Err yeah she's been to visit me as well [smiley=juggle.gif]


----------



## Kell (May 28, 2002)

garyc said:


> He is a little scamp isn't he? He popped round my way a couple of weeks ago and put a ding in one of my 5000 mile old rims too. :roll:


Mine have probably got less than 1,500 miles on them.


----------



## Marque (Jun 4, 2003)

Pothole dodging is the new traffic calming down my way...

All my rim damage has been pothole induced in the UK..hit a kerb on a tunnel under the Elbe in Hamburg though...there I confess!

M


----------



## head_ed (Dec 10, 2002)

Are Wicked Wheels going to be at the national meet again this year?

2 of mine have been ravished by the fairy too.


----------



## Soulctrla (Jan 30, 2006)

Funny -

No one drives my car but me and the fairy so far hasn't paid me a visit and I have 4 immaculate wheels.

I just hope to god that i havn't jinxed myself.

:?


----------



## nutts (May 8, 2002)

head_ed said:


> Are Wicked Wheels going to be at the national meet again this year?


After the complaints last year, we have still to decide :?


----------



## head_ed (Dec 10, 2002)

Complaints?


----------



## TTotal (Aug 12, 2002)

Poor guys were overbooked and some people took it personally ... :?


----------



## Lisa. (May 7, 2002)

Come off it, you lot did yourselves but it's just easier for your conscience to blame it on your wife/GF.

Kell did you go round the car with Lisa before you handed over the keys to verify TOGETHER the condition on the paintwork/alloys?

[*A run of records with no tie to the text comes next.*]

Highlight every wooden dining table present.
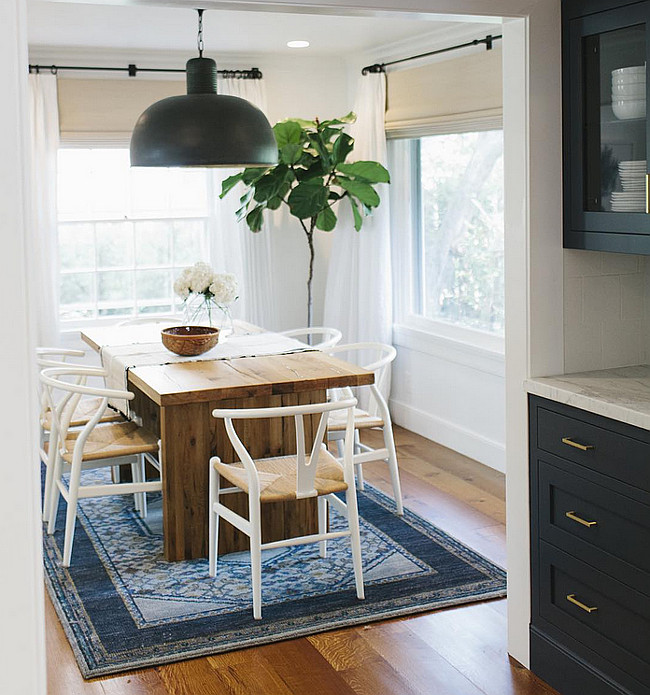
[81,324,374,561]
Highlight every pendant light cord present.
[196,10,203,58]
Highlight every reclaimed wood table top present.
[81,326,374,406]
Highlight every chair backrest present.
[35,347,86,367]
[40,366,134,460]
[212,398,357,498]
[280,326,343,350]
[327,343,397,394]
[35,347,106,424]
[116,314,183,326]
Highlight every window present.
[58,148,211,322]
[412,130,504,335]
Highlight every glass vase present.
[218,306,235,339]
[183,293,216,328]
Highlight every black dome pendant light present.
[131,10,278,167]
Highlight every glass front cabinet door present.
[563,0,650,254]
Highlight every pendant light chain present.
[196,10,203,58]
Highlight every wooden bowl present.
[160,326,219,357]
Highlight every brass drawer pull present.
[566,594,598,613]
[564,511,598,528]
[562,437,594,451]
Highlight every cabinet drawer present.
[539,541,650,684]
[537,407,650,491]
[538,461,650,594]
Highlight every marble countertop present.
[524,364,650,430]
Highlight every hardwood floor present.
[46,428,555,695]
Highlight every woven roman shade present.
[58,77,185,147]
[386,48,503,138]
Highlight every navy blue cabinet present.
[562,0,650,254]
[529,396,650,695]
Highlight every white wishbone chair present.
[40,367,162,567]
[35,347,124,521]
[209,398,364,620]
[327,343,404,516]
[280,326,343,350]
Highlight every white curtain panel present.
[324,73,393,411]
[324,73,393,343]
[26,74,59,345]
[212,79,277,329]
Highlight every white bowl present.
[612,75,646,88]
[612,82,646,99]
[612,65,645,77]
[612,92,646,101]
[612,99,645,121]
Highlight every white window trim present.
[57,146,216,328]
[392,128,505,356]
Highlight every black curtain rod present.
[361,34,503,75]
[29,63,262,80]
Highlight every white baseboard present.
[390,399,506,473]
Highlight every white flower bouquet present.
[174,261,239,325]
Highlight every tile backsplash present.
[564,249,650,373]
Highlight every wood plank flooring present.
[46,428,555,695]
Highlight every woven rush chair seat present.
[41,398,124,432]
[63,422,158,463]
[327,408,384,432]
[214,449,348,503]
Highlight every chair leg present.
[248,500,262,620]
[318,497,329,557]
[138,454,147,519]
[383,422,404,516]
[345,487,365,599]
[47,453,63,536]
[354,463,366,492]
[208,462,219,577]
[354,430,366,492]
[61,461,81,567]
[43,440,57,521]
[131,461,142,515]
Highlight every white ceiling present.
[28,0,495,60]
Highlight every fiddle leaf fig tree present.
[220,113,390,326]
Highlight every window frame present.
[389,121,505,358]
[57,141,215,333]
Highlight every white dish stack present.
[611,159,646,212]
[612,65,646,120]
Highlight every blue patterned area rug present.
[44,476,506,678]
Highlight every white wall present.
[564,250,650,373]
[0,0,45,695]
[390,326,505,472]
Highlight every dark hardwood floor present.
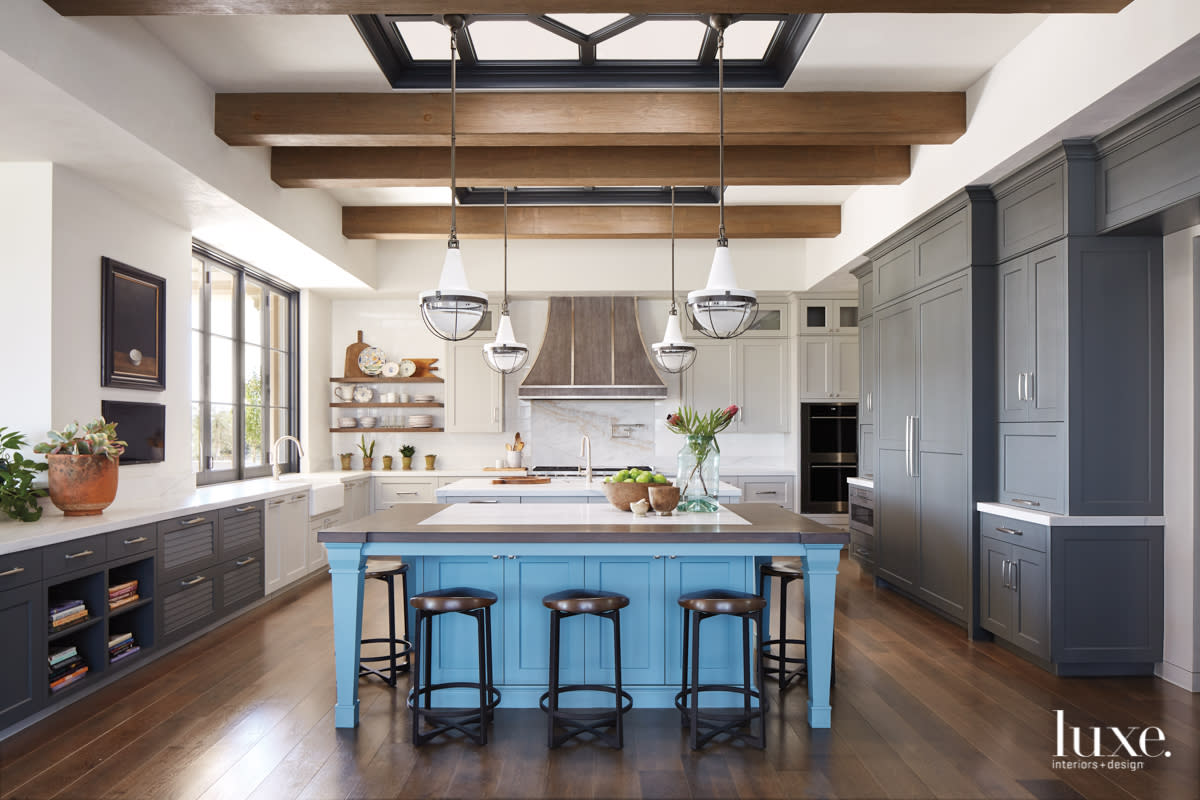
[0,561,1200,800]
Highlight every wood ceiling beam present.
[342,205,841,240]
[46,0,1132,17]
[215,91,966,148]
[271,145,911,188]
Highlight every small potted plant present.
[359,434,374,471]
[400,445,416,469]
[0,428,47,522]
[34,416,125,517]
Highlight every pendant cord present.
[716,26,730,247]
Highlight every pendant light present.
[650,186,696,373]
[688,14,758,339]
[484,187,529,375]
[419,14,487,342]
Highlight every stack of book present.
[108,633,142,663]
[108,581,138,610]
[50,600,88,633]
[49,645,88,692]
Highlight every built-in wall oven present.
[800,403,858,513]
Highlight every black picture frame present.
[100,257,167,392]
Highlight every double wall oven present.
[800,403,858,513]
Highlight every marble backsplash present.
[526,399,662,467]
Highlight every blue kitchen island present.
[318,503,848,728]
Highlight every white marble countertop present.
[437,477,742,500]
[976,503,1166,528]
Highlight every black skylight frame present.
[457,186,718,206]
[350,13,821,89]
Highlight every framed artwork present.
[100,258,167,392]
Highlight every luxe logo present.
[1052,709,1171,770]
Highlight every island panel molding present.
[342,205,841,239]
[215,91,966,148]
[271,145,911,188]
[46,0,1132,17]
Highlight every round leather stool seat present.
[760,561,804,578]
[541,589,629,614]
[679,589,767,614]
[408,587,497,614]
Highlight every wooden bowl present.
[647,483,679,513]
[604,483,650,511]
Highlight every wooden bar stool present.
[359,558,413,688]
[676,589,767,750]
[408,587,500,747]
[538,589,634,750]
[758,561,836,691]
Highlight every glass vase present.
[676,435,721,511]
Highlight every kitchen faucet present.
[271,437,304,481]
[580,433,592,483]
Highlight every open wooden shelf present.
[329,375,445,384]
[329,427,445,433]
[329,403,445,408]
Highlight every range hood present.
[517,297,667,399]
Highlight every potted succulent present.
[358,434,374,471]
[34,416,125,517]
[0,428,47,522]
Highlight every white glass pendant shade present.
[650,308,696,373]
[484,311,529,375]
[688,243,758,339]
[419,247,487,342]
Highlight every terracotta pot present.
[46,453,118,517]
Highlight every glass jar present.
[676,435,721,511]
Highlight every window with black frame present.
[191,245,299,485]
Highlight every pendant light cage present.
[419,14,487,342]
[650,186,696,374]
[686,14,758,339]
[484,187,529,375]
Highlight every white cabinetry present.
[799,336,859,401]
[445,336,504,433]
[684,337,790,433]
[264,492,308,594]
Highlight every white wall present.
[0,163,54,446]
[50,166,193,501]
[1159,221,1200,691]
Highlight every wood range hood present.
[517,297,667,399]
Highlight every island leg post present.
[800,545,841,728]
[325,542,366,728]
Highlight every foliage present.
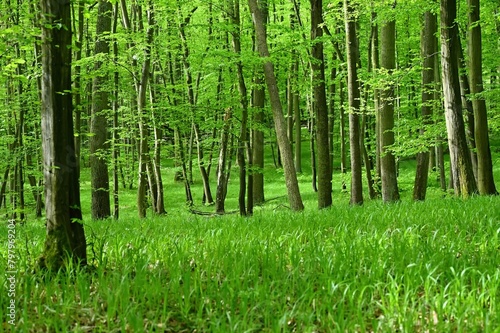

No? well tough. The fact that you cleaned it and the wheels were fine would mean sod all in my book. You drive the car more so the chances of you kerbing your own wheels are far greater.

Get over it.

( btw I've had a early vodka)


----------



## Kell (May 28, 2002)

Lisa. said:


> Come off it, you lot did yourselves but it's just easier for your conscience to blame it on your wife/GF.
> 
> Kell did you go round the car with Lisa before you handed over the keys to verify TOGETHER the condition on the paintwork/alloys? No? well tough. The fact that you cleaned it and the wheels were fine would mean sod all in my book. You drive the car more so the chances of you kerbing your own wheels are far greater.
> 
> ...


Actually car just sits in the garage and comes out about once every four weeks.

Been menaing to clean it for ages and never had time. I know for definited that the wheels were kerbed last week as they had no brake dust on the kerbage...

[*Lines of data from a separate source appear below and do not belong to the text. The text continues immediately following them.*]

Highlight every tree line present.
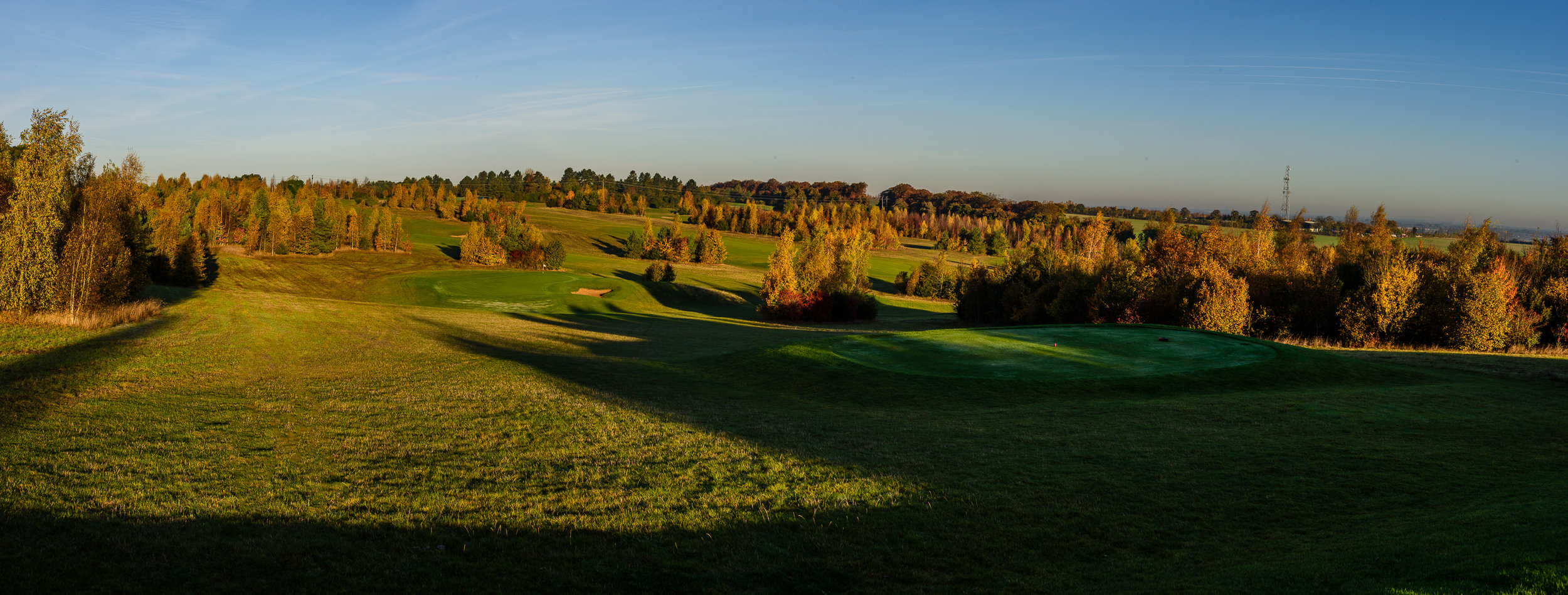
[899,203,1568,350]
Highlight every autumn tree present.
[56,154,147,316]
[696,229,729,264]
[0,110,82,313]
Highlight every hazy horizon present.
[0,2,1568,228]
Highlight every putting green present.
[389,270,633,314]
[830,325,1275,380]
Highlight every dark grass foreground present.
[0,208,1568,593]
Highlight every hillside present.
[0,207,1568,593]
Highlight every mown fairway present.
[0,210,1568,593]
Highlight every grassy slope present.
[0,212,1568,592]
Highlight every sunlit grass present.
[0,207,1568,593]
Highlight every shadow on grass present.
[590,239,626,257]
[405,316,1568,592]
[0,314,174,429]
[0,510,875,593]
[1338,348,1568,382]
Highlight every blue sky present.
[0,0,1568,228]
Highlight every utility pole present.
[1279,165,1294,218]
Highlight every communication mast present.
[1279,165,1292,218]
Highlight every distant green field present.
[0,207,1568,593]
[827,325,1275,380]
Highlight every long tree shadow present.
[0,510,902,593]
[0,314,179,429]
[405,317,1565,592]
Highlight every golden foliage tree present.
[0,110,82,313]
[58,154,147,316]
[1184,260,1251,335]
[696,229,729,264]
[761,235,800,313]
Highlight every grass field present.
[0,207,1568,593]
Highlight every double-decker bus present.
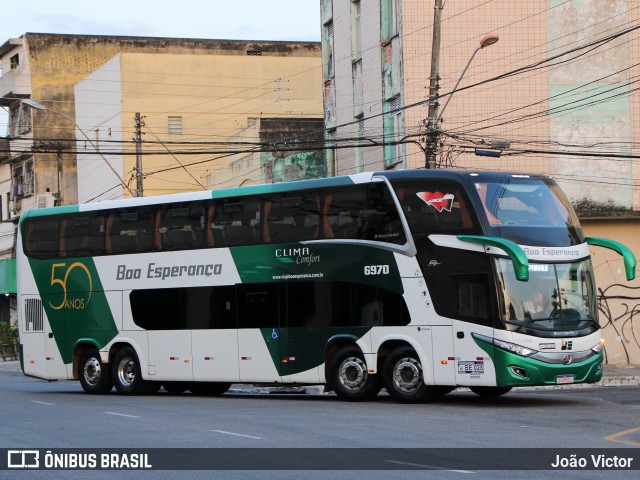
[17,170,635,403]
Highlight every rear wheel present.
[329,345,382,402]
[469,387,512,398]
[189,382,231,395]
[111,347,152,395]
[382,346,437,403]
[80,348,113,395]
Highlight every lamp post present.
[20,98,136,197]
[425,32,500,168]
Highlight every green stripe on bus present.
[211,177,354,199]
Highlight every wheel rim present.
[118,357,138,386]
[83,357,102,387]
[393,357,423,393]
[339,357,367,391]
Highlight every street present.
[0,371,640,478]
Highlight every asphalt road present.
[0,371,640,480]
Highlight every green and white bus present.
[17,170,635,403]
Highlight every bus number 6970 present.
[364,265,389,275]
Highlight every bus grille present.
[24,298,44,332]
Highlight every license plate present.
[556,373,573,385]
[458,362,484,373]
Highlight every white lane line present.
[385,460,476,473]
[103,412,140,418]
[211,430,264,440]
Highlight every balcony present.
[0,137,10,163]
[0,68,31,105]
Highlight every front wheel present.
[329,345,382,402]
[382,347,438,403]
[80,348,113,395]
[469,387,512,398]
[111,347,152,395]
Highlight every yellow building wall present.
[121,54,322,196]
[581,218,640,365]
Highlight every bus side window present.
[358,183,406,244]
[156,202,205,250]
[22,217,58,259]
[107,206,155,255]
[323,185,363,238]
[60,212,105,257]
[212,197,261,246]
[262,192,320,243]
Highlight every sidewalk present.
[0,360,640,393]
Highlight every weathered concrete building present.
[0,33,322,320]
[320,0,640,363]
[0,33,320,207]
[75,51,324,203]
[207,117,327,189]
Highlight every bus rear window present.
[22,217,58,259]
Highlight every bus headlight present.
[471,333,538,357]
[493,338,538,357]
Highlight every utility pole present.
[424,0,442,168]
[56,144,62,202]
[133,112,144,198]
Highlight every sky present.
[0,0,320,43]
[0,0,320,129]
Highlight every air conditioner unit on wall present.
[36,193,56,208]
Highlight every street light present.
[20,98,135,197]
[426,32,500,168]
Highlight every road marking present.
[211,430,264,440]
[384,460,476,473]
[604,427,640,445]
[103,412,140,418]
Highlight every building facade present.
[0,33,322,321]
[74,52,324,203]
[320,0,640,363]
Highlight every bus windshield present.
[474,175,579,227]
[496,258,599,337]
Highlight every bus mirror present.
[457,235,529,282]
[586,237,636,281]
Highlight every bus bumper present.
[493,348,604,387]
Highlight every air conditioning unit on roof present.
[36,193,56,208]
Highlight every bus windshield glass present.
[474,175,579,227]
[496,258,599,336]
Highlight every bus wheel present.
[329,345,382,402]
[469,387,512,398]
[111,347,150,395]
[162,382,189,395]
[382,347,437,403]
[80,348,113,395]
[189,382,231,395]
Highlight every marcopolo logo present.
[49,262,93,310]
[275,247,320,266]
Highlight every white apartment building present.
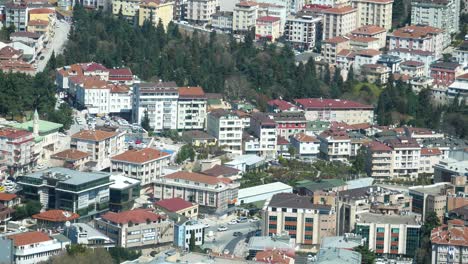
[232,1,258,32]
[291,133,320,159]
[322,6,358,39]
[110,148,171,186]
[294,98,374,125]
[177,86,207,130]
[207,109,244,155]
[388,26,445,60]
[284,16,322,51]
[154,171,240,213]
[132,82,179,130]
[411,0,460,34]
[70,130,125,171]
[7,231,70,264]
[250,112,277,158]
[185,0,218,23]
[355,213,422,256]
[352,0,393,30]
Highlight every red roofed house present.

I haven't driven the car in about four weeks. :?


----------



## Carlos (May 6, 2002)

Oh yes but you know women make safer drivers, girls get down to Sheila's wheels :evil:


----------



## Kell (May 28, 2002)

Carlos said:


> Oh yes but you know women make safer drivers, girls get down to Sheila's wheels :evil:


----------



## garyc (May 7, 2002)

Lisa. said:


> Come off it, you lot did yourselves but it's just easier for your conscience to blame it on your wife/GF.
> 
> Kell did you go round the car with Lisa before you handed over the keys to verify TOGETHER the condition on the paintwork/alloys? No? well tough. The fact that you cleaned it and the wheels were fine would mean sod all in my book. You drive the car more so the chances of you kerbing your own wheels are far greater.
> 
> ...


Tim, don't let our Lisa park your car when she's been at the vodka...


----------



## W7 PMC (May 6, 2002)

[/quote]

Tim, don't let our Lisa park your car when she's been at the vodka...[/quote]

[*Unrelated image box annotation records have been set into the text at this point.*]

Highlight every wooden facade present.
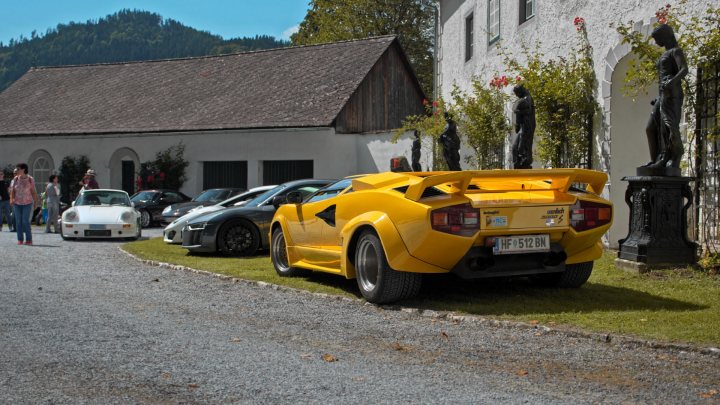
[335,39,425,133]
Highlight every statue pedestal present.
[615,176,697,273]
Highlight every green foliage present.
[393,99,450,170]
[138,142,190,190]
[698,252,720,275]
[291,0,434,94]
[452,78,510,169]
[612,0,720,98]
[500,17,599,167]
[58,155,90,204]
[0,10,289,91]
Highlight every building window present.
[488,0,500,45]
[465,13,474,62]
[519,0,535,24]
[28,150,54,194]
[263,160,313,185]
[203,160,247,190]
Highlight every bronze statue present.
[438,111,462,171]
[410,131,422,172]
[638,24,688,175]
[512,84,535,169]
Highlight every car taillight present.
[430,204,480,236]
[570,200,612,232]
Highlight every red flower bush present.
[573,17,585,31]
[655,4,671,24]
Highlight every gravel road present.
[0,228,720,404]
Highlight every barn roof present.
[0,36,404,135]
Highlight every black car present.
[182,179,335,256]
[162,188,245,224]
[130,189,190,228]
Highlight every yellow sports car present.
[270,169,613,303]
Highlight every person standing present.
[80,169,100,190]
[45,174,60,233]
[10,163,40,245]
[0,170,13,232]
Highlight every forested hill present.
[0,10,289,91]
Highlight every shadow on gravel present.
[402,275,708,315]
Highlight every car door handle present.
[315,204,335,227]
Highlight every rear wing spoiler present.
[405,169,608,201]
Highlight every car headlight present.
[63,210,80,222]
[187,222,207,231]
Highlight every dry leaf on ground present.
[323,354,337,363]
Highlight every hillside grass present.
[123,238,720,346]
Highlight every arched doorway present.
[110,148,140,195]
[28,149,56,195]
[608,54,658,248]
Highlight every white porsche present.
[60,189,142,239]
[163,185,276,244]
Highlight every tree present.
[504,17,599,167]
[615,0,720,270]
[58,155,90,204]
[290,0,434,94]
[452,78,510,169]
[393,99,452,170]
[138,142,190,190]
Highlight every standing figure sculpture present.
[438,111,462,171]
[410,131,422,172]
[644,24,688,175]
[512,84,535,169]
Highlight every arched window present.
[28,150,54,195]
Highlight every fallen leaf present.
[323,354,337,363]
[699,390,720,399]
[392,342,408,352]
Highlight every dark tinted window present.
[305,179,352,202]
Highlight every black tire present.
[532,262,593,288]
[355,231,422,304]
[217,219,260,256]
[140,210,152,228]
[270,227,310,277]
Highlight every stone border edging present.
[118,247,720,359]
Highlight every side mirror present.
[272,195,288,208]
[287,191,302,204]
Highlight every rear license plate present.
[85,229,111,237]
[493,235,550,255]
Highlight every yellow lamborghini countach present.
[269,169,613,303]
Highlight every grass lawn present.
[124,238,720,346]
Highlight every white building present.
[0,36,429,195]
[437,0,717,247]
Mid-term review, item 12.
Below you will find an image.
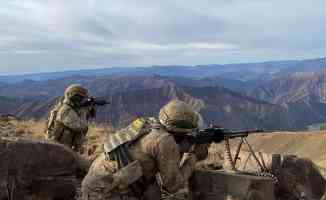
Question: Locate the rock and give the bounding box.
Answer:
[190,170,275,200]
[223,150,326,200]
[0,138,78,200]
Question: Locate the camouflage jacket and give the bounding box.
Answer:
[82,118,196,200]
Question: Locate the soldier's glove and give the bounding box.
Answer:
[189,144,209,161]
[86,106,96,120]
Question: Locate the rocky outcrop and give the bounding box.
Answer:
[191,170,275,200]
[223,150,326,200]
[0,138,78,200]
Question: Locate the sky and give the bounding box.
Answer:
[0,0,326,75]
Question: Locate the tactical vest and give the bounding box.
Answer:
[46,97,63,139]
[104,118,160,196]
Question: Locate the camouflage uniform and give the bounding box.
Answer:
[82,101,198,200]
[48,85,88,152]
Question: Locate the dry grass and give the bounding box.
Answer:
[15,119,46,139]
[209,131,326,175]
[0,119,113,160]
[85,123,113,161]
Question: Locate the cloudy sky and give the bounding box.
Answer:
[0,0,326,75]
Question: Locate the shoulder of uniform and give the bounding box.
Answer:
[58,104,74,117]
[149,128,173,143]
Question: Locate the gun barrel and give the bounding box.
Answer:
[225,129,264,138]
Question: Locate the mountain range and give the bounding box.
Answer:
[0,58,326,83]
[0,59,326,130]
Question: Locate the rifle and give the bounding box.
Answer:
[176,126,264,144]
[81,97,110,107]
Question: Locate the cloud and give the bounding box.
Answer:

Menage a trois. It's a wonderful thing :lol: :lol:

You both sharing the same Lisa or have you got one each????


----------



## garyc (May 7, 2002)




----------



## Guest (Mar 26, 2006)

My other half returned my car today, ive had to endure the big 4wd sofa that is our landcruiser.
Ive just noticed the fairy has bitten 2 of my fu**ing wheels.


----------



## ObiWan (Sep 25, 2005)

Kell said:


> garyc said:
> 
> 
> > He is a little scamp isn't he? He popped round my way a couple of weeks ago and put a ding in one of my 5000 mile old rims too. :roll:
> ...


Scuffed mine with 50 miles on them  and KiTTcaTTs with about 150 miles on them................ I wish I believed in faries


----------